After downloading, you have multiple sub-folders with several text files. Datasets contains the following four folders as described below :

shorter_abstract: final short summary of the text
abstract: long summary of the text (background, results, conclusions)
line_text: text with a single sentence in a line
text: contain the PubMed text in the raw form
human_annotation.tsv : human annotation of random 50 examples 

Recomended Citation

Please cite the below paper if you intent to use the dataset for your research.

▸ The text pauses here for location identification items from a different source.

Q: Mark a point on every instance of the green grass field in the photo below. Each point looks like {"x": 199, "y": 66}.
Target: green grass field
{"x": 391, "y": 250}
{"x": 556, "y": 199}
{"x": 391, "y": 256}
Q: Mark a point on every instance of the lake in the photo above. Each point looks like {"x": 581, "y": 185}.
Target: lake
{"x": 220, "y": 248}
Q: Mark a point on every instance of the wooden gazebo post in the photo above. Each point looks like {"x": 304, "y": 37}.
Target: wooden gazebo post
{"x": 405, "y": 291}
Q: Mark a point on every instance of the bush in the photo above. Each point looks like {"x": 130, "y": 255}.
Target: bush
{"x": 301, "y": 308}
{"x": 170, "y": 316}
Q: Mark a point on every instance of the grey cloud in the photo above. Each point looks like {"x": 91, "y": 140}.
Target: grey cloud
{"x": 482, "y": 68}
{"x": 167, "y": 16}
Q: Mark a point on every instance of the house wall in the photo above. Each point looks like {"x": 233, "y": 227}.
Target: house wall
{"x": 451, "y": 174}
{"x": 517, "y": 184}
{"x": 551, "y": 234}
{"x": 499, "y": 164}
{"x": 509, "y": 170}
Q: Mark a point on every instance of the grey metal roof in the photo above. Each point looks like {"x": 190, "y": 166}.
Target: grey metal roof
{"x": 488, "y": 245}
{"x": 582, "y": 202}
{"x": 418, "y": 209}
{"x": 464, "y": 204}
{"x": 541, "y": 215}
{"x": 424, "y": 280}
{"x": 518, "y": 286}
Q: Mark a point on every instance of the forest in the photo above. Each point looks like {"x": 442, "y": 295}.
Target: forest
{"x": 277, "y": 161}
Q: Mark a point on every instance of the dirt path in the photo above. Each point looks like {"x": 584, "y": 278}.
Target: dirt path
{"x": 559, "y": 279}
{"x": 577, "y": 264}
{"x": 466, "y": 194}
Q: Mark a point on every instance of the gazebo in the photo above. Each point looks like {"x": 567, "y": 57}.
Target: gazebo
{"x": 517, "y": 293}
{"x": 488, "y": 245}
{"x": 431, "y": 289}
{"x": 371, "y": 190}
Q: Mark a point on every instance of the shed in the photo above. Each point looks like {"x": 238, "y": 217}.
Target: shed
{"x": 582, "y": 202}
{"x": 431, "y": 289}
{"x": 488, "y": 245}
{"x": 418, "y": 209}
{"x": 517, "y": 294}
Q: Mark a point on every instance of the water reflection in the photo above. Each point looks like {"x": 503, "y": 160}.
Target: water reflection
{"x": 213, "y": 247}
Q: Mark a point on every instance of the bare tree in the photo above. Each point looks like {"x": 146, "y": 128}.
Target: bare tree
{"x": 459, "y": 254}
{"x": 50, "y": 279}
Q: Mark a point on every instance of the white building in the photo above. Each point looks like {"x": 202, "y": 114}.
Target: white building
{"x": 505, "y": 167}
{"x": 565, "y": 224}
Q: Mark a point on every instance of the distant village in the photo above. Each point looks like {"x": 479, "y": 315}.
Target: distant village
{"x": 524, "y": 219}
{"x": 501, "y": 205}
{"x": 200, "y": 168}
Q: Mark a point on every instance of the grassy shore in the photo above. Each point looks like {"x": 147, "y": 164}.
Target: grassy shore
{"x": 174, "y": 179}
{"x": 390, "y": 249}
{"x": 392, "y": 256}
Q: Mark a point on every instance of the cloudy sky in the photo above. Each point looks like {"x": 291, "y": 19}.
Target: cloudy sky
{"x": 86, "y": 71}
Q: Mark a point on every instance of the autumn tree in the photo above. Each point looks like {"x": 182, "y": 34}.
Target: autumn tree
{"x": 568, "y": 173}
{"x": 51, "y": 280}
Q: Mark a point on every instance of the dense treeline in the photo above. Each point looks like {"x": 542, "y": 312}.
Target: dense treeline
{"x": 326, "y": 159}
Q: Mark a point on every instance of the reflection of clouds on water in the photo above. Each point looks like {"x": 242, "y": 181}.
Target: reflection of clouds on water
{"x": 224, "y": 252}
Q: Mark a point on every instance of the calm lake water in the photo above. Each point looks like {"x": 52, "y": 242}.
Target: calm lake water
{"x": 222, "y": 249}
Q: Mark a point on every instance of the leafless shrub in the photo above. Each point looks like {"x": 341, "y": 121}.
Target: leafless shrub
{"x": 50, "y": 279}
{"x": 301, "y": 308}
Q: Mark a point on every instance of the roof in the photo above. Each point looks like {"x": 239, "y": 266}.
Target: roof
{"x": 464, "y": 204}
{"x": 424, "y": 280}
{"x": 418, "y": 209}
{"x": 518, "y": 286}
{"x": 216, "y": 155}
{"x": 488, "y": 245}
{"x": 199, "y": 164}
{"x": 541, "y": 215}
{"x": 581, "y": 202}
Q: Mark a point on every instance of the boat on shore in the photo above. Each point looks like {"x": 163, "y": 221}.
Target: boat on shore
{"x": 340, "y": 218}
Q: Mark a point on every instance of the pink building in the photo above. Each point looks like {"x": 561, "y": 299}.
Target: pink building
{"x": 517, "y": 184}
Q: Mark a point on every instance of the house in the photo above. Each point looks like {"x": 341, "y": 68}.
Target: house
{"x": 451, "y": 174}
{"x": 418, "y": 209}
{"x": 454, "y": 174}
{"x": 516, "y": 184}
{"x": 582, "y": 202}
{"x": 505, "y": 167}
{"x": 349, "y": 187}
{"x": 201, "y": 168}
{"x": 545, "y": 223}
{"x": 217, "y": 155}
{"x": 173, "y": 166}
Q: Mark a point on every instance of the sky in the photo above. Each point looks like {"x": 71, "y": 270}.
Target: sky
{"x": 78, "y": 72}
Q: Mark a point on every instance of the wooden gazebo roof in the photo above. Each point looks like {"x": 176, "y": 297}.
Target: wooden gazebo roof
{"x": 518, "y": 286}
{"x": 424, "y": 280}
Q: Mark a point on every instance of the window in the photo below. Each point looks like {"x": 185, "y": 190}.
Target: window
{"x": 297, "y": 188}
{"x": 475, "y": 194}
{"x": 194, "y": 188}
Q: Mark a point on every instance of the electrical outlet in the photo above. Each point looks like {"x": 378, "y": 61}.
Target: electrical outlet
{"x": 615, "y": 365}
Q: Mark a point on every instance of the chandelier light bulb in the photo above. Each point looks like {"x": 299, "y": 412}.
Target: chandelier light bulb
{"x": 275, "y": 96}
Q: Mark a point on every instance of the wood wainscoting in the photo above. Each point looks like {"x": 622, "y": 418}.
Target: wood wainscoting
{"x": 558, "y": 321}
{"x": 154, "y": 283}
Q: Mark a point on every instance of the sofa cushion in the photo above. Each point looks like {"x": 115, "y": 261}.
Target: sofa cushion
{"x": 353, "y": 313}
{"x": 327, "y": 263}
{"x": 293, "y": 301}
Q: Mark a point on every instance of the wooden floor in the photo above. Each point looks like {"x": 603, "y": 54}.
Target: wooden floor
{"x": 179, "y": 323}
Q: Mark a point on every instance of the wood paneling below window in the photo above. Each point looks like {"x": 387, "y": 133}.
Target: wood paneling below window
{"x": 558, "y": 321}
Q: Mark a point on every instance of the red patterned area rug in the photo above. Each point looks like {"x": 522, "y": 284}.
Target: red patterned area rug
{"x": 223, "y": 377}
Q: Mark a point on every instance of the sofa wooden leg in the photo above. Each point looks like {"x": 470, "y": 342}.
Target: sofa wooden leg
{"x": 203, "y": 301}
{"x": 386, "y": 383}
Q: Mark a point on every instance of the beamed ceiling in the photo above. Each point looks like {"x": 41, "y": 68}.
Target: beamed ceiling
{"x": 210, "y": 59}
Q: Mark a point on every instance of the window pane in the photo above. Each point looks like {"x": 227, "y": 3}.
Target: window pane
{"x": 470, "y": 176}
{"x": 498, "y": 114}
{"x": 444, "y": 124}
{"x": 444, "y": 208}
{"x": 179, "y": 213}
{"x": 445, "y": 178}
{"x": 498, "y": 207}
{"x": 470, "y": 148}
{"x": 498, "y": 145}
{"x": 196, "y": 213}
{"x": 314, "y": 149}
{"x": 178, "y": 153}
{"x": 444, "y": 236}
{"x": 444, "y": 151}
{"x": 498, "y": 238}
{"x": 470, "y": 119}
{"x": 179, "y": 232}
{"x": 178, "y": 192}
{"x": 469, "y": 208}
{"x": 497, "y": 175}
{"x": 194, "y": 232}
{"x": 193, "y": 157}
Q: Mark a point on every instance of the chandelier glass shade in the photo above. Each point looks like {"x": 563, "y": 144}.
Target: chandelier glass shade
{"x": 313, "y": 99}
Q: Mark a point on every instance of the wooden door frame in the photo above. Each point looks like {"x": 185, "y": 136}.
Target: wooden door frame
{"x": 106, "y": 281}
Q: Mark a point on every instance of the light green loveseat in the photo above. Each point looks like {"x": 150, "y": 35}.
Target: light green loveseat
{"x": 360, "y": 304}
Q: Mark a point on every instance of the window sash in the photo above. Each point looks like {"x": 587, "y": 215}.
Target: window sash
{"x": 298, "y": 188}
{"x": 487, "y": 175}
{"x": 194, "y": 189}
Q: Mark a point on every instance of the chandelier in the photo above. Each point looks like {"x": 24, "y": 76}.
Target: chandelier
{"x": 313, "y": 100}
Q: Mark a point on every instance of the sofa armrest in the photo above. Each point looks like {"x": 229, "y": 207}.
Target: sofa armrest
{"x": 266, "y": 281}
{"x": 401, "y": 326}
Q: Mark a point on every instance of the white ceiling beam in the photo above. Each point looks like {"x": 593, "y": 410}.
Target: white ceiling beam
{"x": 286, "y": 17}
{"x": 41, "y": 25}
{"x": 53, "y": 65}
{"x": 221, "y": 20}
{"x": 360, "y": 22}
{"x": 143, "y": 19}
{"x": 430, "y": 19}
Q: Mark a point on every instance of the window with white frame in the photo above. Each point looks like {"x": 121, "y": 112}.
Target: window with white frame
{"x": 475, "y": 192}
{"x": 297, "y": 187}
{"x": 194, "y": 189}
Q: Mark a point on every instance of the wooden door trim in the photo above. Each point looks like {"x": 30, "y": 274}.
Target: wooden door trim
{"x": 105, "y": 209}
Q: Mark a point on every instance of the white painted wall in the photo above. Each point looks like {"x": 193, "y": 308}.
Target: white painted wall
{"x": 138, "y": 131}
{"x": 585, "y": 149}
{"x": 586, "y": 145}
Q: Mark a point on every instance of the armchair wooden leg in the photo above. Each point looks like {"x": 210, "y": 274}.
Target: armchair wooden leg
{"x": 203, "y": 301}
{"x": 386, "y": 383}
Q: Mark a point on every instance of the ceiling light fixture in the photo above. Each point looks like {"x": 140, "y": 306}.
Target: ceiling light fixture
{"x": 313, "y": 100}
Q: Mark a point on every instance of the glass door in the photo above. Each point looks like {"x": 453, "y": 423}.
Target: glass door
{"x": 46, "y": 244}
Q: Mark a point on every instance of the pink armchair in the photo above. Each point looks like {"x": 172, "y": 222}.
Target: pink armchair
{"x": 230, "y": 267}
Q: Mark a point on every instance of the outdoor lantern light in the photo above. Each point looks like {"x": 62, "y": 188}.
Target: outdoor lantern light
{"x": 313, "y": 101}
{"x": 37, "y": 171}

@inproceedings{bharti2020,
  booktitle = "Proceedings of the 2021 Conference of the Association for Computational Linguistics: Student Research Workshop",
  title={SUMPUBMED: Summarization Dataset of PubMed Scientific Article},
  author={Gupta, Vivek and Bharti, Prerna and Nokhiz, Pegah and Karnick, Harish},
  publisher = "Association for Computational Linguistics",
  year = "2021",
  url={https://vgupta123.github.io/docs/121_paper.pdf}
  year={2020}
}

LICENCE

Carefully read the LICENCE and the Datasheet for non-academic usage. This dataset is licensed under the terms of the MIT license. Feel free to use the dataset for non-commercial academic purpose.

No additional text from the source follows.